The responsibility for fire safety in the workplace is shared by individuals known as ‘responsible people’. In the eyes of the law, those responsible people might include:
- Employers;
- Building owners;
- Landlords;
- Building occupiers; and
- Anyone else who controls the premises.
When two or more groups of responsible people are present, the responsibility is shared, and they must work together to meet their obligations.
What does PEEP mean in fire safety?
The acronym PEEP stands for Personal Emergency Evacuation Plan. As part of fire safety, a PEEP is a document that outlines how someone who might be unable to respond to an alarm or evacuate a building by themselves will do so.
Identifying where a Personal Emergency Evacuation Plan is necessary will be identified through an effective fire risk assessment, which should be regularly reviewed.
As part of the Regulatory Reform (Fire Safety) Order 2005, you are required, by law, to ensure that any vulnerable or disabled members of staff or guests can be seamlessly evacuated to a place of safety should an outbreak of fire occur.

How many steps make up a fire safety risk assessment?

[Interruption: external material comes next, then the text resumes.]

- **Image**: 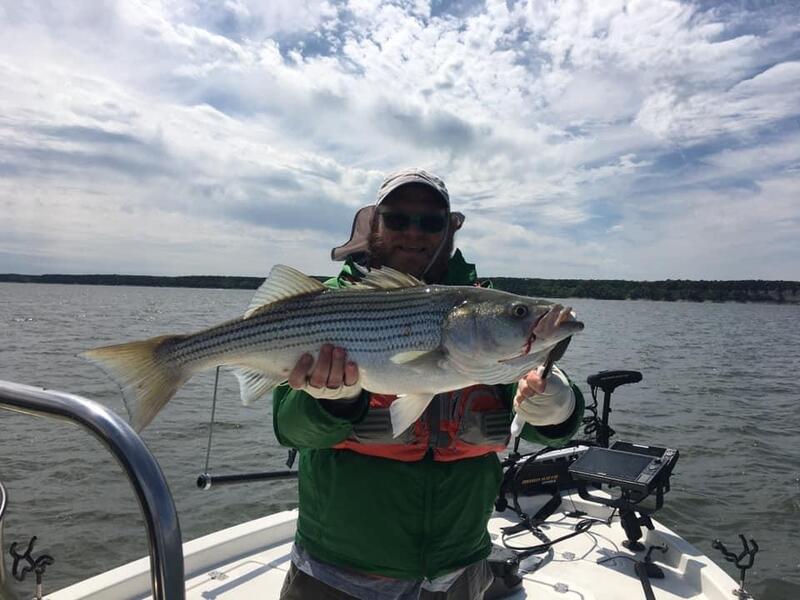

According to the UK government website, there should be at least five steps to a fire safety risk assessment. Those steps are:
1. Identify the fire hazards;
2. Identify people at risk;
3. Evaluate, remove or reduce the risks;
4. Record your findings (a legal requirement for businesses with five or more employees), provide training and create an emergency plan; and
5. Review and update your fire safety risk assessment regularly.